James Melville / KJM Today

March 29, 2025.


I love Britain.

But I hate what has happened to Britain.

Britain is broken.


You can feel the decline everywhere, except in the deep pockets of the greedy corporations who have been allowed to plunder the assets of Britain.


We are an island full of natural resources and with a temperate climate. We should have energy security, vibrant agriculture and fishing industries, blue collar industries to be proud of, manufacturing centres of excellence, but instead, it's all being destroyed, sold off or closed down.


The industrial and community fabric of so many communities has been wilfully destroyed or neglected for decades.

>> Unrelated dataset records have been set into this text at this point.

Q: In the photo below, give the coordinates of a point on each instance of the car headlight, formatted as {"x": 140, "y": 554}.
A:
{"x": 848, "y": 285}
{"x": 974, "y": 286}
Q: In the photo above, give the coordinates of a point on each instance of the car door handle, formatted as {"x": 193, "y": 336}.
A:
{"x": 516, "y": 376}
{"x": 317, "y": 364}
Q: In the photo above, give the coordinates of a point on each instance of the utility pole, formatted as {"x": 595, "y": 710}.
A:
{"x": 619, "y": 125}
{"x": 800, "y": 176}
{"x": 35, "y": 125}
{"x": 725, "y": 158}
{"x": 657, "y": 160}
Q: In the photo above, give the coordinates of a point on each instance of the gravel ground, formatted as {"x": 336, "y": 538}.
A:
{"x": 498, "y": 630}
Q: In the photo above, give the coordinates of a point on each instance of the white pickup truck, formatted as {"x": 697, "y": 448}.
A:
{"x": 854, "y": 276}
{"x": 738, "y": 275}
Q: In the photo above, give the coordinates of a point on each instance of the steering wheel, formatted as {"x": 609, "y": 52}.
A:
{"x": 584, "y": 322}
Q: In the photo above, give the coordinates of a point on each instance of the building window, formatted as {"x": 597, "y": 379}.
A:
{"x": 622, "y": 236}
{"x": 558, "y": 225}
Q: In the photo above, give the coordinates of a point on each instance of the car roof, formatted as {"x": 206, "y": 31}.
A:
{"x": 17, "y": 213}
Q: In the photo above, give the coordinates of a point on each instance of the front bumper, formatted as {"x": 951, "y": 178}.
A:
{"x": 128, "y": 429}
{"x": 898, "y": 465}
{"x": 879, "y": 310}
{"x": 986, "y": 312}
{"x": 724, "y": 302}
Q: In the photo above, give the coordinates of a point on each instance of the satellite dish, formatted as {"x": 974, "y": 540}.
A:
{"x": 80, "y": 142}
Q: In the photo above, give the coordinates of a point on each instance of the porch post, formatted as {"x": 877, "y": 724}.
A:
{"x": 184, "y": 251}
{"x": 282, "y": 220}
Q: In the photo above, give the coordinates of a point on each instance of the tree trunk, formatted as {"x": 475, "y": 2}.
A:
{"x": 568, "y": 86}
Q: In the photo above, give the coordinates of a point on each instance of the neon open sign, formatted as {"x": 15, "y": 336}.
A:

We have infrastructures and public services that are rotting despite having the highest tax burden in history.


We have an ongoing cost of living crisis where supermarkets, utility and energy companies fleece consumers on a daily basis while showing record profits.



Image - Kevan James



And for all of this, I blame governments for being more concerned in political game playing, consolidation of power, suppressing freedom of speech, indulging in petty punishment rules and surveillance culture, facilitating corporate greed rather than addressing the many concerns and challenges faced by individuals and communities right across the country.


The first job of any government should be to wholeheartedly serve and protect the citizens that they are supposed to represent.


Instead, we have successive governments who are punishing the public and are in thrall to billionaires, global technocrats and asset stripping corporations like BlackRock.


Britain is broken – but not for the corporations who are asset stripping and plundering Britain - facilitated by governments - at our own expense.


Shameful.


It’s a horrendous state of affairs and there is a lack of genuine political alternatives that the public can genuinely connect with and unite people across the political spectrum.


Something has to be done and urgently.


© James Melville 2025.








James Melville hit the nail on the head here. Opinion will obviously vary as to which particular government started the rot - some will say the Conservative government of Margaret Thatcher; some will say the Labour government of Tony Blair.


Most frequently today, many say on social media that it is all down to '14 years of the Tories,' referring to the period from 2010 to 2024. Certainly the Cameron-led coalition had a chance to undo the damage wrought by the Blair/Brown government, but since then, the Tories have been too busy trying to imitate Blair, rather than doing anything else.



Image - Kevan James



We would suggest however, that the rot set in back in the mid-to-late 1960s and into the 1970s. Thatcher's government, like that of Blair, had a chance and did some good things (all governments have, even Blair's) but she and her government signally failed to replace those industries that fell by the wayside. One good example was, for all the merits of the right to buy one's own home, the ability of councils to replace housing stocks was neutered.


John Major's woeful attempt at running the country led only to the rise of Blair and all those so-called politicians who have since tried to be the next Tony. Not for nothing did David Cameron describe himself as "The heir to Blair."


We now see the country where it was in 1979 - unkempt, uncared for and decaying visibly.


Not until we find people willing to stand for parliament who come from real-life backgrounds, people who have spent at least 20 years working in real jobs, fretting over paying their bills, raising their families, replacing career politicians who have never done anything except be MPs, will we see a chance of retuning the UK to what it once was, and could be again.